Enter the platypus. This egg-laying mammal from Australia specializes in being contrary, and its sex chromosomes are no different.
Lucy Cooke, Bitch
While discussing the infinite complexity and variation of what sex is and how it’s determined, Lucy Cooke touches on the research of Jennifer Graves. While most known for her work with the SRY gene, she was also part of the team which discovered the platypus uses five pairs of chromosomes to determine sex.
This was to be my first project. How does this work? why don’t we get more combinations with that number of chromosomes? Are alternate combinations less viable?
In my quest for answers I found the paper A platypus’ eye view of the mammalian genome (top tier title BTW) by Frank Grutzner and Jennifer Graves. This paper mentions that the sex chromosomes do not segregate independently during male meiosis, with the 5 x chromosomes going to one pole and the 5 y chromosomes to the other.

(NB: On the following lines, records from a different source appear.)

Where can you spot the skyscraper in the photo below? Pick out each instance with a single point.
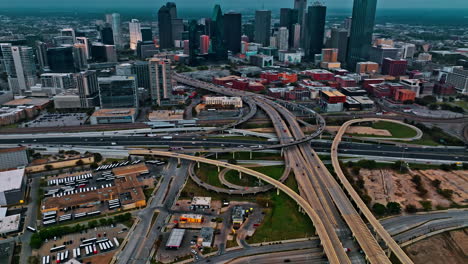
(134, 28)
(283, 38)
(88, 89)
(233, 25)
(141, 70)
(204, 44)
(146, 34)
(217, 38)
(288, 18)
(69, 32)
(41, 53)
(20, 67)
(262, 27)
(118, 92)
(114, 20)
(339, 40)
(165, 28)
(61, 59)
(107, 35)
(315, 29)
(362, 27)
(86, 46)
(172, 9)
(177, 29)
(301, 7)
(160, 80)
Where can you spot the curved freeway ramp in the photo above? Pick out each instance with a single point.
(376, 225)
(334, 251)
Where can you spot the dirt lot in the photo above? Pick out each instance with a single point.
(389, 186)
(446, 248)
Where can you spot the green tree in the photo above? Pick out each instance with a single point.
(379, 209)
(411, 209)
(393, 208)
(97, 157)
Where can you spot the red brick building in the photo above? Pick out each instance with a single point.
(394, 67)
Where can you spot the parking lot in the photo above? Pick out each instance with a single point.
(98, 192)
(73, 241)
(58, 120)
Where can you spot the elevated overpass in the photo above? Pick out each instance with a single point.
(354, 196)
(334, 251)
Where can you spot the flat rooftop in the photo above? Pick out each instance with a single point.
(10, 223)
(11, 179)
(27, 101)
(175, 239)
(114, 112)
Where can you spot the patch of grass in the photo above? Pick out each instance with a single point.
(246, 156)
(274, 172)
(283, 220)
(253, 138)
(148, 192)
(209, 174)
(232, 243)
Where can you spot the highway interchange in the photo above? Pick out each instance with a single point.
(338, 222)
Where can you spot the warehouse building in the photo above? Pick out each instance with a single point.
(175, 238)
(199, 202)
(12, 187)
(11, 158)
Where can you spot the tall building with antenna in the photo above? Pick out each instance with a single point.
(362, 28)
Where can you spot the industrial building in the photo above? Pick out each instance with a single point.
(205, 238)
(13, 187)
(237, 216)
(9, 224)
(113, 116)
(191, 218)
(175, 238)
(11, 158)
(199, 202)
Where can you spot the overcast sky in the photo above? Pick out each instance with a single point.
(269, 4)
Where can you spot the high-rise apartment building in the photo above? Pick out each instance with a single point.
(20, 67)
(107, 35)
(204, 44)
(233, 31)
(339, 40)
(165, 28)
(160, 80)
(116, 24)
(315, 29)
(282, 41)
(61, 59)
(362, 27)
(41, 54)
(134, 28)
(218, 40)
(118, 92)
(88, 88)
(87, 46)
(288, 19)
(262, 27)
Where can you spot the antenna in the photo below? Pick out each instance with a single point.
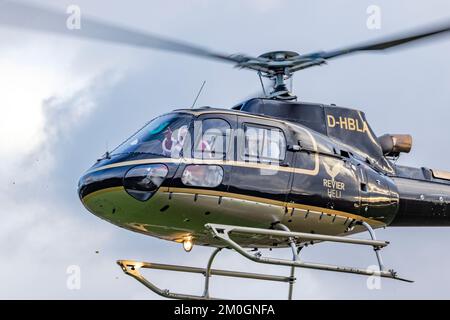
(262, 83)
(198, 94)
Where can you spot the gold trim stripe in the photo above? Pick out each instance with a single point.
(237, 196)
(289, 205)
(254, 165)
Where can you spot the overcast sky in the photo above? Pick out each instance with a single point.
(65, 102)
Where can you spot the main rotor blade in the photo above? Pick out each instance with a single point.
(384, 43)
(26, 16)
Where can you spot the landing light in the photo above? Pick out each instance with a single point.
(188, 245)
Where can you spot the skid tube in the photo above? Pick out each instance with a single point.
(223, 232)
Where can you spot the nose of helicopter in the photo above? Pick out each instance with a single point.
(106, 189)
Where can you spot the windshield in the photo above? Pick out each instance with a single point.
(163, 136)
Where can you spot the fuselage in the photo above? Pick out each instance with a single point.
(193, 167)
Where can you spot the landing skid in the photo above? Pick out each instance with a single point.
(223, 232)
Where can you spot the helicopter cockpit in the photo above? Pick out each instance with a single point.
(162, 136)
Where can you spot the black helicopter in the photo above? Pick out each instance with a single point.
(271, 172)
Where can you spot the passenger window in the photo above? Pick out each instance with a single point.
(263, 144)
(214, 139)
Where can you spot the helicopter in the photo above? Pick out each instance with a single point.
(271, 172)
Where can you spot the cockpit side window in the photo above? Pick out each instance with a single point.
(264, 144)
(164, 136)
(213, 139)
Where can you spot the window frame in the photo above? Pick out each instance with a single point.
(246, 157)
(196, 139)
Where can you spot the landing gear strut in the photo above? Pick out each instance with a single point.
(223, 232)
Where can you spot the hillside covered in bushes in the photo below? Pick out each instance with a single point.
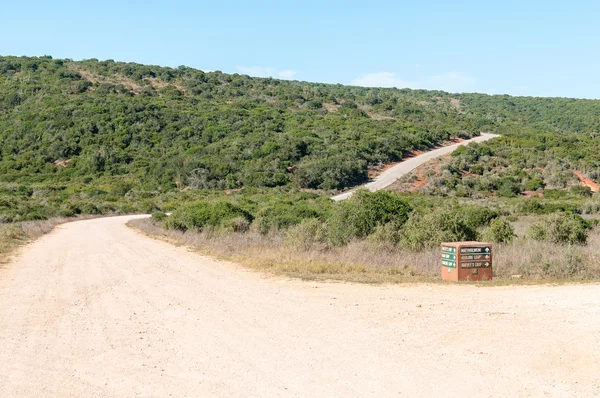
(102, 136)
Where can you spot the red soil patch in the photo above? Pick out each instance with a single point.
(529, 194)
(376, 170)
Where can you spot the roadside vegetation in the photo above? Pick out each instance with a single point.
(16, 234)
(381, 237)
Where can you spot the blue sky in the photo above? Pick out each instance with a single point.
(528, 47)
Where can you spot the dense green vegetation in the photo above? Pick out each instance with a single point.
(100, 137)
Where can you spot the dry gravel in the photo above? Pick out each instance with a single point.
(96, 309)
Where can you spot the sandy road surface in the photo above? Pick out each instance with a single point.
(390, 176)
(95, 310)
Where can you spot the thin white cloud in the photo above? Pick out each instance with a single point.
(261, 71)
(449, 81)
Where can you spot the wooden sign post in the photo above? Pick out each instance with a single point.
(467, 261)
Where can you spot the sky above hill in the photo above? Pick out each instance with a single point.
(533, 47)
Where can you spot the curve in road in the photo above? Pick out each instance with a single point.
(390, 176)
(97, 309)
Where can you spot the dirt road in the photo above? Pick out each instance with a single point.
(390, 176)
(97, 310)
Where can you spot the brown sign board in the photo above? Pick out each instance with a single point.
(467, 261)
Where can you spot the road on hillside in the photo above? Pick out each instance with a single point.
(389, 176)
(95, 309)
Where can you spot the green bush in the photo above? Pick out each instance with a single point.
(477, 216)
(284, 215)
(360, 215)
(499, 231)
(205, 214)
(429, 230)
(534, 184)
(237, 224)
(308, 235)
(159, 216)
(582, 191)
(561, 228)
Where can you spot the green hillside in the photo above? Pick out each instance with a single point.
(95, 136)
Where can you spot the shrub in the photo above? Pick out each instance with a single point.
(359, 216)
(499, 231)
(284, 215)
(561, 228)
(534, 184)
(579, 190)
(205, 214)
(159, 217)
(309, 234)
(237, 224)
(477, 216)
(431, 229)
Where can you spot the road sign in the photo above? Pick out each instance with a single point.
(474, 258)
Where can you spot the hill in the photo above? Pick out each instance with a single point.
(117, 133)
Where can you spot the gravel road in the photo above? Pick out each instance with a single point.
(390, 176)
(95, 309)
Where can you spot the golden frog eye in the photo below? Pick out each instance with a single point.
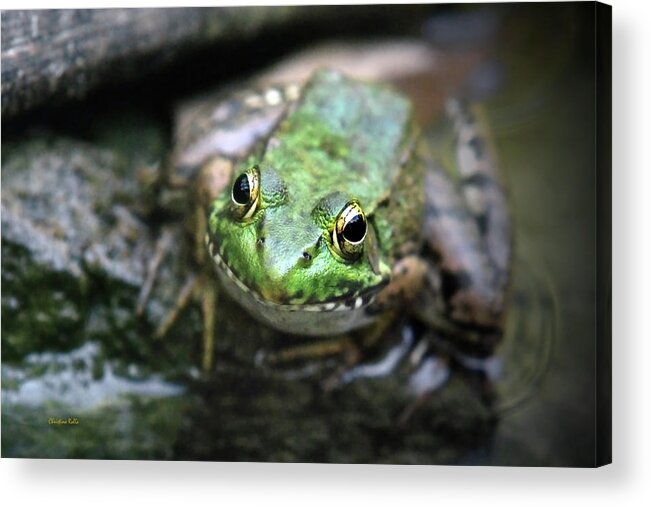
(350, 231)
(245, 193)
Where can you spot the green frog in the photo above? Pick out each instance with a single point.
(323, 214)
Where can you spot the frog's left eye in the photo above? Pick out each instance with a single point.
(350, 231)
(246, 193)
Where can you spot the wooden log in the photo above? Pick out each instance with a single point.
(49, 55)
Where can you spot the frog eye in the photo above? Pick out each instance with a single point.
(245, 193)
(350, 231)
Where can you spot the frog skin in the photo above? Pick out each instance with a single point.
(329, 212)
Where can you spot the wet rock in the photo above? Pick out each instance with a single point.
(74, 254)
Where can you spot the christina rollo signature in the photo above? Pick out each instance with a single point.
(63, 420)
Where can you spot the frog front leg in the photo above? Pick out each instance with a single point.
(467, 228)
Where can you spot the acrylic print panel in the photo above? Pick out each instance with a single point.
(353, 234)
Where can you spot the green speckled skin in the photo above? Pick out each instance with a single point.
(343, 140)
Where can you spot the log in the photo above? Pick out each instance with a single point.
(49, 55)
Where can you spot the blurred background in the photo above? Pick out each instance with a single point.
(89, 98)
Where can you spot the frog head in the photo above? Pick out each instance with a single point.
(303, 259)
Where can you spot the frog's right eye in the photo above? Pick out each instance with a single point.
(246, 193)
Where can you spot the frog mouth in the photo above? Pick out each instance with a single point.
(355, 301)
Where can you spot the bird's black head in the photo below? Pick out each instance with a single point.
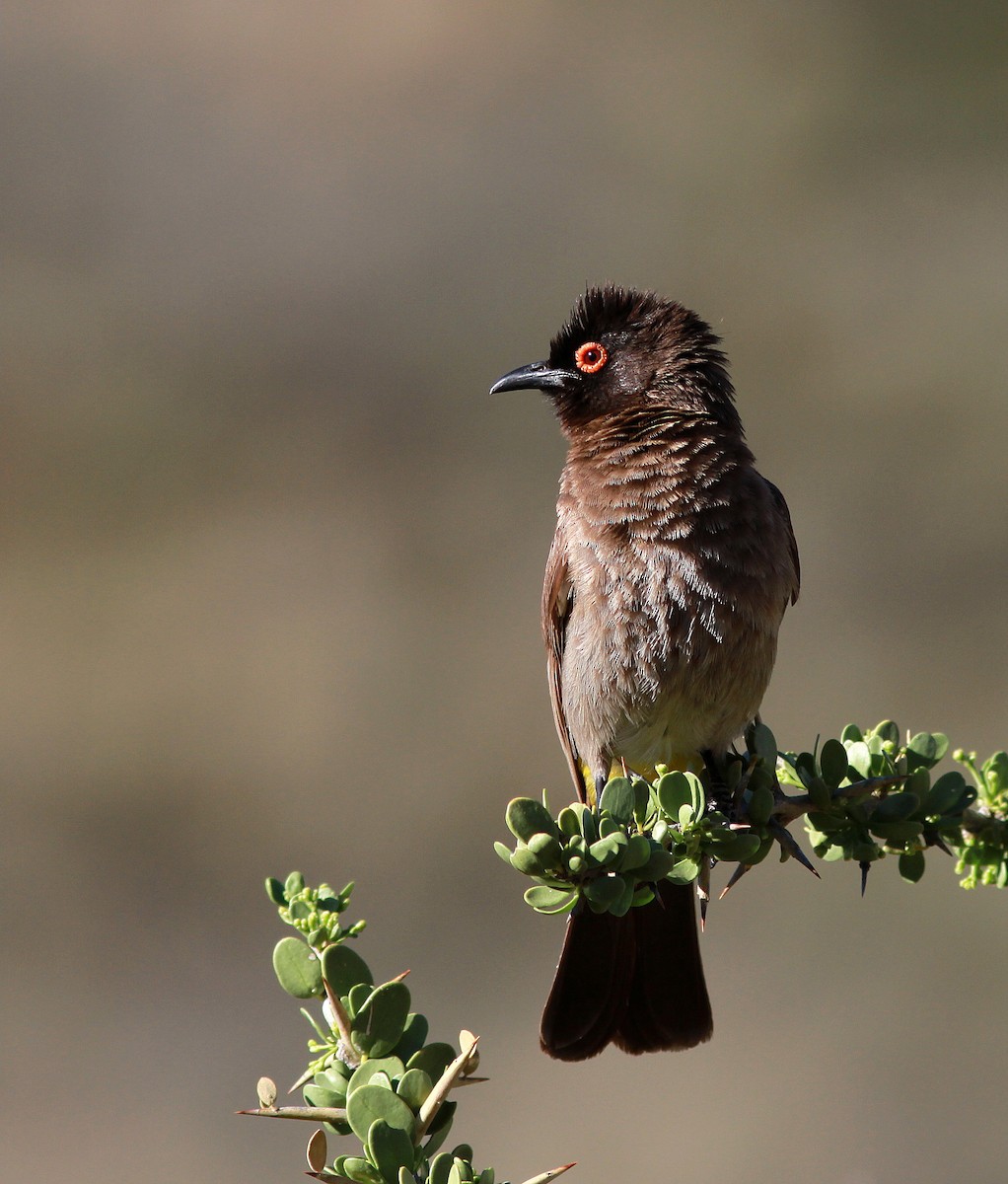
(624, 352)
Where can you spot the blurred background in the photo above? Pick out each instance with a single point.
(271, 557)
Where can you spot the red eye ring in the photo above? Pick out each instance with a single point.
(591, 358)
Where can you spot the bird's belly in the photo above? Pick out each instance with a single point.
(648, 693)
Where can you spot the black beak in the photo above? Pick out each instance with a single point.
(534, 377)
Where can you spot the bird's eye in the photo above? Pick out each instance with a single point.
(591, 358)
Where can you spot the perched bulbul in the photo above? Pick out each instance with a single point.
(670, 571)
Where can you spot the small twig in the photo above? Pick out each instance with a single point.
(551, 1175)
(787, 809)
(304, 1113)
(343, 1025)
(443, 1087)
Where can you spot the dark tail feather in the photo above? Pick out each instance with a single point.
(669, 1005)
(635, 981)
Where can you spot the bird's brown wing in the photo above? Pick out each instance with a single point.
(557, 603)
(786, 514)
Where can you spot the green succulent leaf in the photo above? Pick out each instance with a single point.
(343, 969)
(414, 1034)
(523, 861)
(381, 1019)
(432, 1059)
(674, 792)
(684, 871)
(297, 969)
(618, 799)
(760, 805)
(546, 851)
(609, 850)
(895, 808)
(414, 1088)
(366, 1073)
(859, 758)
(359, 1170)
(390, 1148)
(439, 1129)
(372, 1102)
(946, 794)
(604, 893)
(833, 763)
(527, 817)
(636, 852)
(739, 848)
(911, 865)
(904, 832)
(440, 1166)
(547, 900)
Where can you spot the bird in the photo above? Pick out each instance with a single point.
(670, 572)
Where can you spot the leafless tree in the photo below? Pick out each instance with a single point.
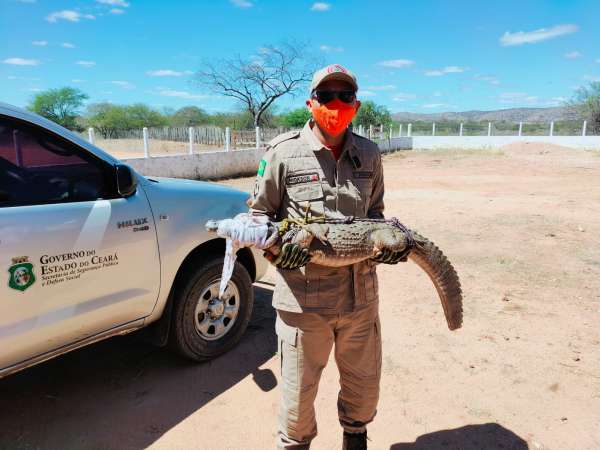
(259, 80)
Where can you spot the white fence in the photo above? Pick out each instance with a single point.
(180, 140)
(222, 164)
(489, 129)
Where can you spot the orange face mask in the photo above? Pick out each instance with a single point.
(333, 117)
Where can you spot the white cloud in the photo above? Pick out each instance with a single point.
(489, 78)
(87, 64)
(403, 96)
(366, 93)
(123, 84)
(320, 6)
(167, 73)
(13, 77)
(329, 49)
(517, 97)
(573, 55)
(180, 94)
(445, 70)
(22, 62)
(533, 37)
(556, 101)
(383, 87)
(242, 3)
(396, 63)
(121, 3)
(68, 15)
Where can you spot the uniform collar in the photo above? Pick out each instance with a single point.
(316, 145)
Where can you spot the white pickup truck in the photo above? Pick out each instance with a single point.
(91, 249)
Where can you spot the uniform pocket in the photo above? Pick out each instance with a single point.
(307, 194)
(285, 332)
(287, 337)
(323, 286)
(364, 187)
(368, 274)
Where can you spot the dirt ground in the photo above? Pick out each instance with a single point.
(522, 228)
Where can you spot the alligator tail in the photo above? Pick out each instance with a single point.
(445, 279)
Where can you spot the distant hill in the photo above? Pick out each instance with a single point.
(527, 115)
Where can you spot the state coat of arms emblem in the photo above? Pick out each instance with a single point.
(21, 274)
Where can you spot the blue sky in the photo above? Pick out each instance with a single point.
(420, 56)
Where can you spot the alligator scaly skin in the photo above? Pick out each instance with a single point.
(348, 242)
(336, 245)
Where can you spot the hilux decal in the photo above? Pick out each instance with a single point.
(140, 224)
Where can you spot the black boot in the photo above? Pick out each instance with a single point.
(355, 441)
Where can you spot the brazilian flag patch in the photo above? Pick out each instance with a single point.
(261, 167)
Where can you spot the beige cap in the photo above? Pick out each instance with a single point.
(333, 72)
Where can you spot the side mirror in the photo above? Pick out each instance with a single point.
(126, 180)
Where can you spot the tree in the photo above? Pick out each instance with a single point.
(258, 81)
(371, 113)
(59, 105)
(587, 102)
(109, 119)
(295, 118)
(189, 116)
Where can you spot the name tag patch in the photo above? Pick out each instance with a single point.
(304, 178)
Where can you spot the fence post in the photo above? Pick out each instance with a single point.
(227, 138)
(191, 136)
(145, 136)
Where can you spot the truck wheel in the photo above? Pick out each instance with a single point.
(204, 326)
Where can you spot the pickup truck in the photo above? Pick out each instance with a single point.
(90, 249)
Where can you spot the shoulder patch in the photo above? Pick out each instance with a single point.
(283, 137)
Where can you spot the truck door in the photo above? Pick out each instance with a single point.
(76, 259)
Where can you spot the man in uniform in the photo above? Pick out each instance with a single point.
(325, 170)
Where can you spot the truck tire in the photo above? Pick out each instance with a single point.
(204, 327)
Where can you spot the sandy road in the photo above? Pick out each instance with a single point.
(521, 226)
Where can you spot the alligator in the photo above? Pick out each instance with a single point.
(346, 241)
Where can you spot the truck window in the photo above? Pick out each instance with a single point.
(37, 167)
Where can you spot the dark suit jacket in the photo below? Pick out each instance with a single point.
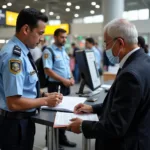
(125, 114)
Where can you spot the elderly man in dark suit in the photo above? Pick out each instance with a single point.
(124, 122)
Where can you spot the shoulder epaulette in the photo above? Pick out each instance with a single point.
(17, 50)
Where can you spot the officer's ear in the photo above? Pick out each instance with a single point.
(26, 29)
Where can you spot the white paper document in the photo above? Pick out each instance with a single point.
(62, 119)
(68, 104)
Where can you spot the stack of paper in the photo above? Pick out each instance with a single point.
(68, 104)
(62, 119)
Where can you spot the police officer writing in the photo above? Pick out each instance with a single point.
(19, 86)
(57, 68)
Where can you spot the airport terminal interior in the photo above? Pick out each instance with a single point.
(82, 20)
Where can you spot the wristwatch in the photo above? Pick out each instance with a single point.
(81, 127)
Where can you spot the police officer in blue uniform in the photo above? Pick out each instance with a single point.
(89, 44)
(19, 86)
(56, 65)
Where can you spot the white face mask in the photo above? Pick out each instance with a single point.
(113, 59)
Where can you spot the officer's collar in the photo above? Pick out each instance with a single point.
(23, 47)
(57, 48)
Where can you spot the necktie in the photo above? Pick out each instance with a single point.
(34, 67)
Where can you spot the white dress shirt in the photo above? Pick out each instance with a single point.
(127, 56)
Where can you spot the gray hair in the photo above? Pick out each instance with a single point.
(122, 28)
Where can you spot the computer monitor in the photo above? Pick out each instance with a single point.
(88, 70)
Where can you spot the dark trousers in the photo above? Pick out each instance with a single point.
(16, 134)
(53, 87)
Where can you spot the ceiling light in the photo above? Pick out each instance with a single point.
(43, 10)
(67, 9)
(68, 3)
(93, 3)
(92, 12)
(4, 6)
(51, 13)
(9, 4)
(77, 7)
(57, 17)
(76, 15)
(27, 6)
(97, 6)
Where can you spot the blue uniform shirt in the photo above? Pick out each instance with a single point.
(61, 65)
(97, 57)
(17, 76)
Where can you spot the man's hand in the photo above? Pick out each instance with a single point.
(75, 125)
(83, 108)
(67, 82)
(54, 99)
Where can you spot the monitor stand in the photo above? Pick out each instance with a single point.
(86, 93)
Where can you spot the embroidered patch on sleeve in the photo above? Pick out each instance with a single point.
(46, 56)
(15, 66)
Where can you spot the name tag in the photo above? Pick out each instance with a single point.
(32, 72)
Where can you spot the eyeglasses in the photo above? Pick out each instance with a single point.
(106, 44)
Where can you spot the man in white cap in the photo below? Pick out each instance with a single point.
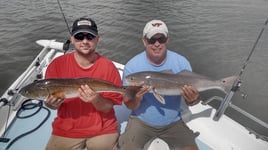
(150, 118)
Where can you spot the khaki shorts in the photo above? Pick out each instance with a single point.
(177, 135)
(103, 142)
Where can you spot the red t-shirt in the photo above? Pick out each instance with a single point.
(76, 118)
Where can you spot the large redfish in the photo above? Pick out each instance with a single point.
(163, 83)
(68, 87)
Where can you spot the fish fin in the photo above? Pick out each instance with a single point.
(60, 95)
(158, 96)
(227, 83)
(167, 71)
(131, 91)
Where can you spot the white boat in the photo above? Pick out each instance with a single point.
(26, 124)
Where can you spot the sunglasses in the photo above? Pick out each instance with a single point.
(81, 36)
(161, 40)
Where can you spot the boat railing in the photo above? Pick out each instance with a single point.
(241, 111)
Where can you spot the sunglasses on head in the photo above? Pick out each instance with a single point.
(81, 36)
(161, 40)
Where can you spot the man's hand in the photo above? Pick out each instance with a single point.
(53, 102)
(190, 94)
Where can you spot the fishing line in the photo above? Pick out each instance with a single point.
(61, 10)
(66, 45)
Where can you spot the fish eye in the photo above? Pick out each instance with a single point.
(147, 77)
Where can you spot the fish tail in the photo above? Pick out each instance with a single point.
(131, 91)
(227, 83)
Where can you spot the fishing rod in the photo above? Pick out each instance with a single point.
(236, 85)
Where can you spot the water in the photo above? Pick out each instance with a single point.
(215, 35)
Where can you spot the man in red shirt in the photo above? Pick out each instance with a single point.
(88, 120)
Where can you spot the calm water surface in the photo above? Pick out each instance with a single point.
(215, 35)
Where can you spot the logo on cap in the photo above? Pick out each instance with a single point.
(84, 22)
(156, 24)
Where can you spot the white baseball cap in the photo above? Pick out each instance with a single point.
(153, 27)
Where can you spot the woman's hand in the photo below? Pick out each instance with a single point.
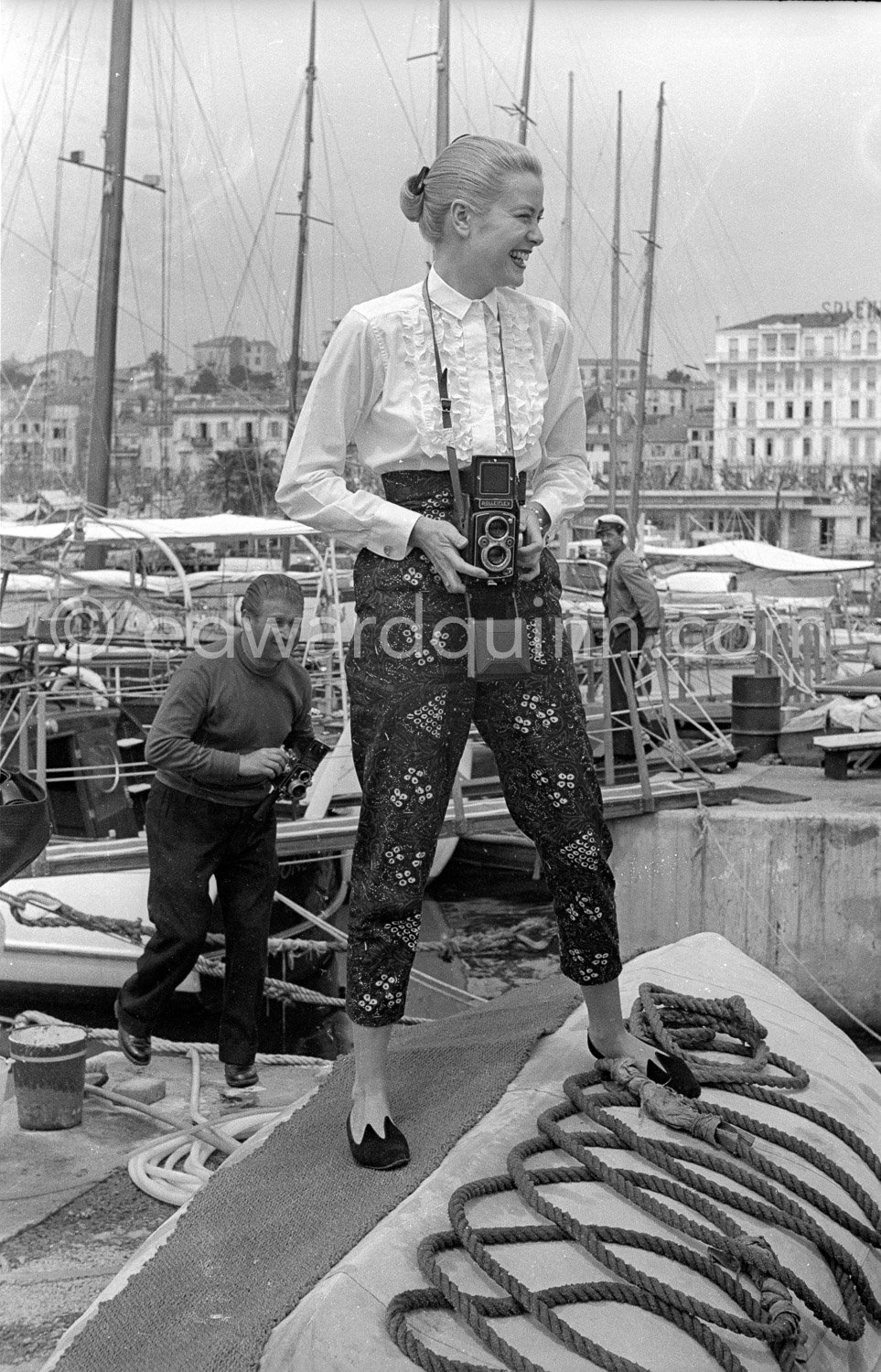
(263, 765)
(441, 541)
(532, 548)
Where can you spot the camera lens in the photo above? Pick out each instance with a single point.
(497, 527)
(496, 557)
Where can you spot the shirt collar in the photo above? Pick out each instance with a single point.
(449, 298)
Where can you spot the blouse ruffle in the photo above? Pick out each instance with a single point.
(527, 379)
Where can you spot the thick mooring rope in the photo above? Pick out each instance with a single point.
(744, 1268)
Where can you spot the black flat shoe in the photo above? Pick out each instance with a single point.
(381, 1154)
(136, 1047)
(241, 1077)
(669, 1072)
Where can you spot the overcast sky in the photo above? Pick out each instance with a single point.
(770, 175)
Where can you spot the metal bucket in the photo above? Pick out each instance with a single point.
(755, 715)
(48, 1067)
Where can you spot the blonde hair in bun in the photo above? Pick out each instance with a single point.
(472, 169)
(414, 195)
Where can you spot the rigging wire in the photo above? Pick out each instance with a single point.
(228, 187)
(394, 87)
(265, 214)
(46, 68)
(361, 255)
(331, 210)
(57, 224)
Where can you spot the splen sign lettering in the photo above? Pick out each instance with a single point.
(856, 309)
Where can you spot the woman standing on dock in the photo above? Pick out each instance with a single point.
(513, 387)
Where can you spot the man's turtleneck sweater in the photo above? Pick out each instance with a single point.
(219, 708)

The author proposes in a later paper that this is facilitated by a linked chain of alternating sex chromosomes at meiosis in the male, with no other chains of this size having been observed in mammals (Grutzner et al. 2006).
Both papers were fascinating and I highly recommend them
Gruetzner, Frank, et al. “How did the platypus get its sex chromosome chain? A comparison of meiotic multiples and sex chromosomes in plants and animals.” Chromosoma, vol. 115, no. 2, 13 Dec. 2005, pp. 75–88, https://doi.org/10.1007/s00412-005-0034-4.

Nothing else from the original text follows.